Martinez was the Cardinals’ twist to their lineup, and he responded with two hits. Washington also shifted its lineup, bringing back Victor Robles from a hamstring injury and starting him in center. Robles’ singled to start the Nats’ rally in the third, and he homered in the sixth to extend the Nats’ lead.

In Robles’ first three at-bats of the series he scored two runs, matching the Cardinals’ offensive output in their 91 at-bats.

“We’ve got to get a lead at some point in this series,” manager Mike Shildt said. “Hard to win a game if you can’t get a lead. We’ve got to figure out a way to create some offense and be able to hold it there.”

The Cardinals’ no-trace offense puts pressure on other facets of their game, and each found a way to snap in Game 3. What the Cardinals had to do so well for so long this season just to get this far came apart so fast on them in the defining innings of Monday’s mess.

The Cardinals made it a point during spring training to become a better defense and a better baserunning team, and did so by many metrics. They led the National League in steals. They were more aggressive, yet also more successful when taking the extra base. And then in the third inning, after his leadoff double, Ozuna was caught straying from second on a groundball, and Strasburg got an escape hatch by tagging him out.

The defense frayed in the third. All four runs will show up as earned in the box score, but that’s misleading. With two outs and one run in, Anthony Rendon, the Nats’ MVP this season, pulled a fly ball to left field. It was more can’t-miss than can of corn, and yet Ozuna slid and had it go off his glove. Awarded a double on the play, Rendon also got the RBI for a 2-0 lead. A full-count walk to Juan Soto brought up veteran Howie Kendrick.
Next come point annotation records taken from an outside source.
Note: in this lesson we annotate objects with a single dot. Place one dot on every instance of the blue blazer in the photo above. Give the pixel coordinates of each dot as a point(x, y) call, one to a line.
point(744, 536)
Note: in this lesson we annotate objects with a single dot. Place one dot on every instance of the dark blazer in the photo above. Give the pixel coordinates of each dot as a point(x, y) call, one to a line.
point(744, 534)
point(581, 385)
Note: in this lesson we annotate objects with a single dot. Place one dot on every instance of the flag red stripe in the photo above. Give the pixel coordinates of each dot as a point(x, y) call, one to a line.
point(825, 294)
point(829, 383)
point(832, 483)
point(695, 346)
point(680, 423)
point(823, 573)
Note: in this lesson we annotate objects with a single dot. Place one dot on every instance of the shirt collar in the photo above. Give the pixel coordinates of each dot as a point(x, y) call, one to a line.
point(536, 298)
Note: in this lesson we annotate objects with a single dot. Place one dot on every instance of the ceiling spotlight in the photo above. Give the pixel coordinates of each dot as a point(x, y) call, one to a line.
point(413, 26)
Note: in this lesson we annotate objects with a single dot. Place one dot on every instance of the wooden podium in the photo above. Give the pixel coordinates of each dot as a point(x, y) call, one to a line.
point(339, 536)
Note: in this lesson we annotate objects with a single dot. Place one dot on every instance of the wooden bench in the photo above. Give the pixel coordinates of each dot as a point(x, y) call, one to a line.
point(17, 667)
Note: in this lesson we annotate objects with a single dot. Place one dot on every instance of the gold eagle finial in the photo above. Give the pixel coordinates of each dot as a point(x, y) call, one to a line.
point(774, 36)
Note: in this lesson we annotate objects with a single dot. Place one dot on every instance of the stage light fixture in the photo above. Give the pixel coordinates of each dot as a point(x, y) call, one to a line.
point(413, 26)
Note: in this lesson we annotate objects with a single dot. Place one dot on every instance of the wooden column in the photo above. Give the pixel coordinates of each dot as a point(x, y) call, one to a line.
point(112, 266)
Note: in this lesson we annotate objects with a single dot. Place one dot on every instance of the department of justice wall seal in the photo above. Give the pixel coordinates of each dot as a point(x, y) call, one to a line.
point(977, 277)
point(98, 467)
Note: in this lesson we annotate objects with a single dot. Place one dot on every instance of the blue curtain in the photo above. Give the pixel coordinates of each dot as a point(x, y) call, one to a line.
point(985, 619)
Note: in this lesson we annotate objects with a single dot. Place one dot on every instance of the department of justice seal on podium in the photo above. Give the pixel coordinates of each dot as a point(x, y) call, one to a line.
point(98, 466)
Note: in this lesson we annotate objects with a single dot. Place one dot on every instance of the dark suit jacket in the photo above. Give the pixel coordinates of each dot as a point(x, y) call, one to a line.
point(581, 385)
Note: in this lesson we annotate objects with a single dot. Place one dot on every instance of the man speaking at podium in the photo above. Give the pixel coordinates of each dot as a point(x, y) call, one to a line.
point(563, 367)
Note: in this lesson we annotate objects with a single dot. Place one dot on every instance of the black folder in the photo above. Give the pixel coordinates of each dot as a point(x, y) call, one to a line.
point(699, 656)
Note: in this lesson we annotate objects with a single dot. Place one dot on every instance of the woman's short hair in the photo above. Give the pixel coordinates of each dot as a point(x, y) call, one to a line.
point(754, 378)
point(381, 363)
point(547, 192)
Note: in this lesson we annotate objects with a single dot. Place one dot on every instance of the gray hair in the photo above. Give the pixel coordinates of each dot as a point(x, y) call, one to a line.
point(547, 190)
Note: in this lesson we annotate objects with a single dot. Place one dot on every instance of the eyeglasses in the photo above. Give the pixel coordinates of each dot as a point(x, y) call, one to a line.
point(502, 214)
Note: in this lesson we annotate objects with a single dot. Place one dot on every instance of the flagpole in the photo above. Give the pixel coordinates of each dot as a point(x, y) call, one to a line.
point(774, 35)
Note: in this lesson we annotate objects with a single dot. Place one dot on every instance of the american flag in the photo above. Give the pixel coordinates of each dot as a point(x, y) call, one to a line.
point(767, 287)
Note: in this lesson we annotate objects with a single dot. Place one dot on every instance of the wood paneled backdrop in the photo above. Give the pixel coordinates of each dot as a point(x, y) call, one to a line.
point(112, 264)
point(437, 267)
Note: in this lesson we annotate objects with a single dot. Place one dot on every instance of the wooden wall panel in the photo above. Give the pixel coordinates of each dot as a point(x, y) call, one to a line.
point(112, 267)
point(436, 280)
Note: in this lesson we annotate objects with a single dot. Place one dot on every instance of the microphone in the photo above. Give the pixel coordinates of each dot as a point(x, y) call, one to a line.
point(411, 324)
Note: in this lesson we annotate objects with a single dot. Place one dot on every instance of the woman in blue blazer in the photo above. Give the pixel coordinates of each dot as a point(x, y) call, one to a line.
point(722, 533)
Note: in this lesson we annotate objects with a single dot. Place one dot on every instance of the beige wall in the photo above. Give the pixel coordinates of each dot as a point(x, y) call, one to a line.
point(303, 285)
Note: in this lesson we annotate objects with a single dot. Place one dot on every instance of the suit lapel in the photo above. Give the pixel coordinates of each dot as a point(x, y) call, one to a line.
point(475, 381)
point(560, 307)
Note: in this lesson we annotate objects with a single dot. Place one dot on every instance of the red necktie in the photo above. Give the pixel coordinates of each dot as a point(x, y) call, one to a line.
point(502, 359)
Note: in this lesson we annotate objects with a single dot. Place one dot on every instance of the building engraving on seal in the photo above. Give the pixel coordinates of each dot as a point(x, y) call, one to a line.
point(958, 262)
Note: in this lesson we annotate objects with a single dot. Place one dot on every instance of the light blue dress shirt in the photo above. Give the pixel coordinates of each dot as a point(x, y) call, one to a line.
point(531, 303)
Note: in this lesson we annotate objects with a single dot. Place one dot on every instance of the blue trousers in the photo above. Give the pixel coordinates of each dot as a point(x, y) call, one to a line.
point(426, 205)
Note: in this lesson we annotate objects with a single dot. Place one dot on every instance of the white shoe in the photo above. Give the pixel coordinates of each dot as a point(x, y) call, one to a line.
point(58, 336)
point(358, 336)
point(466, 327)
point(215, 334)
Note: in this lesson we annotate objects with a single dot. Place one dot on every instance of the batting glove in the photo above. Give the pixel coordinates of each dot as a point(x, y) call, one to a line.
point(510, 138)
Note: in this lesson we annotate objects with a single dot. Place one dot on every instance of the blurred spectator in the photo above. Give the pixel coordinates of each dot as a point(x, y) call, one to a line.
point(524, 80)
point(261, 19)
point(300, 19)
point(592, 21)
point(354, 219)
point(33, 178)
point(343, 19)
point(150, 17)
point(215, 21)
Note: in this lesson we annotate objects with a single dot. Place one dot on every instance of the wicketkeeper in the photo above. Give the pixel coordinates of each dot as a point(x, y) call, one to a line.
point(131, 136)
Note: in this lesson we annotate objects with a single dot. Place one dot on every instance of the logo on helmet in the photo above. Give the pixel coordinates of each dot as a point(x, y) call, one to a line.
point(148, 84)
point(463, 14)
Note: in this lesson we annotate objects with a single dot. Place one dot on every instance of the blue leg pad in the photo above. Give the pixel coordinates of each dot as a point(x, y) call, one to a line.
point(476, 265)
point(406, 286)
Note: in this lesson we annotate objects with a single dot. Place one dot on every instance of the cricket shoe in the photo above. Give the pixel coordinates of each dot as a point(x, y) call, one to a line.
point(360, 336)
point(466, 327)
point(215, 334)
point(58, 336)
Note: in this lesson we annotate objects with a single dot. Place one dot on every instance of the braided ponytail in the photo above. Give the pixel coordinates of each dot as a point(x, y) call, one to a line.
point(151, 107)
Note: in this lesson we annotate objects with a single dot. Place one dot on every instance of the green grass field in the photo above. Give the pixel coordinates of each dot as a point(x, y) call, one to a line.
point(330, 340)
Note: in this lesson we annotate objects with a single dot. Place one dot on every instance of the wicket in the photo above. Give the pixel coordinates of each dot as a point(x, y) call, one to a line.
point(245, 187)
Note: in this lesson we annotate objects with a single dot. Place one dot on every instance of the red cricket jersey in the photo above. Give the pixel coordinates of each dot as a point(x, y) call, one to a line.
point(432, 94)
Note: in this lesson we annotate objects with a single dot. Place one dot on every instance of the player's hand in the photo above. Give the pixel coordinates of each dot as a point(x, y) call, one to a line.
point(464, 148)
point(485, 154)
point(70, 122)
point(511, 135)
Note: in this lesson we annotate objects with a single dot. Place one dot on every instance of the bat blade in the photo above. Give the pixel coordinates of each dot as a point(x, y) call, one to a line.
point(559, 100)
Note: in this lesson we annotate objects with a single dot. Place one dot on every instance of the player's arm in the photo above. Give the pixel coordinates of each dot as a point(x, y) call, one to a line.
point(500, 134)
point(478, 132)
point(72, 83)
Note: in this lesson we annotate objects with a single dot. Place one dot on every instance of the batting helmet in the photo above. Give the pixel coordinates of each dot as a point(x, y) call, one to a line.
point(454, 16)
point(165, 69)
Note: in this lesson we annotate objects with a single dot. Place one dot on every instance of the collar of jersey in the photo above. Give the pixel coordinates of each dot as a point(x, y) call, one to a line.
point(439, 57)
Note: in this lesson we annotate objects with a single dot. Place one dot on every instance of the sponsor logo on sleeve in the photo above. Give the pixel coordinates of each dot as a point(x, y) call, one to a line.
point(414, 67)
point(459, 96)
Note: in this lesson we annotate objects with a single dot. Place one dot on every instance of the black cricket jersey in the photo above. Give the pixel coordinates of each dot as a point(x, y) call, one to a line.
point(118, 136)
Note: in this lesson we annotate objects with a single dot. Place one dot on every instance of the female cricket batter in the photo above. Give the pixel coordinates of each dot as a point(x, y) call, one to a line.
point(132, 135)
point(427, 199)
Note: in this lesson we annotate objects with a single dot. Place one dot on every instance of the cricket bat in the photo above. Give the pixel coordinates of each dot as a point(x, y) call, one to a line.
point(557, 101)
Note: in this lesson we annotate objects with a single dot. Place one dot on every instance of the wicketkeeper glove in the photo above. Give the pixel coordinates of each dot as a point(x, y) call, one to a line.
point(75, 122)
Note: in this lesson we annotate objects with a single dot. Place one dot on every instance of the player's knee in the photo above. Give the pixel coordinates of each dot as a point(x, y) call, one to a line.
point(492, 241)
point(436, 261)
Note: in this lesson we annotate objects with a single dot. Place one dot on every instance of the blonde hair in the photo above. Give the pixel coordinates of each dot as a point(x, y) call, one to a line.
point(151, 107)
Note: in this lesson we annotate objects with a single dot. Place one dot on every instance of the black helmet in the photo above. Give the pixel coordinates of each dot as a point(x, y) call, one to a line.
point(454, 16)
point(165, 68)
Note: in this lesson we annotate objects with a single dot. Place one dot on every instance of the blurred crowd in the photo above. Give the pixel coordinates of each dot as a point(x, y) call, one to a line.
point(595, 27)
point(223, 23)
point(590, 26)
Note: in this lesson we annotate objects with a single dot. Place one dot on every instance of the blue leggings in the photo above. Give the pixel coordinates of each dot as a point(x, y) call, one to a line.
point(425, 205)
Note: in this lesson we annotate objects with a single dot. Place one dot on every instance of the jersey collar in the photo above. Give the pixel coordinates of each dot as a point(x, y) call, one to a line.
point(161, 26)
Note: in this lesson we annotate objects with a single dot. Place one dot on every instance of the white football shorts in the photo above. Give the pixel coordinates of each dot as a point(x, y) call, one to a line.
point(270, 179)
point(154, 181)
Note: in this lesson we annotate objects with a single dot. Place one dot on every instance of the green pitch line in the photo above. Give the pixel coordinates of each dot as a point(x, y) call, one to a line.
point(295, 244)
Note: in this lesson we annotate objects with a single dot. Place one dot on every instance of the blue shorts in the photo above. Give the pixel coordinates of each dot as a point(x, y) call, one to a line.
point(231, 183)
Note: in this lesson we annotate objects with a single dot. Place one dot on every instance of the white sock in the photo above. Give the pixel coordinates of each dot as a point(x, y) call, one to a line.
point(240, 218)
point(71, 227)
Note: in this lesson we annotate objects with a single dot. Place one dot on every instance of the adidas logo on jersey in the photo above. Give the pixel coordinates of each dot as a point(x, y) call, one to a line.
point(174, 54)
Against Kendrick, Jack Flaherty held onto a pitch too long and put it in the dirt near catcher Yadier Molina’s right foot. The ball got past Molina, allowing both runners to move into scoring position. Flaherty’s line will show a wild pitch. It could have been a passed ball.

The next pitch was definitely a double. No scoring decision needed.

Kendricks’ first of three doubles Monday doubled the Nats’ lead, 4-0, and hastened Flaherty’s departure from the start while also leaving his ERA unfairly bruised. Flaherty allowed four runs on five hits and two walks. Three of the runs came as a result of or after Ozuna’s misplay in left field. Seven of the Nats’ eight runs came with two outs. Brief with his comments, Flaherty said he was “one pitch away there” from the inning ending and he didn’t get it past Kendrick.

Ozuna walked past reporters without comment Monday.

Another loss and there won’t be much to talk about.

“There is no concession speech being written,” Shildt said. “This is a team that can absolutely win four games in a row, and clearly we have to start (now), and we’ve got to get after it, which we will, and we have. Anybody who’s seen this team, we’re obviously, clearly, in a tough spot. There’s precedent for it. This team has created its own precedent.”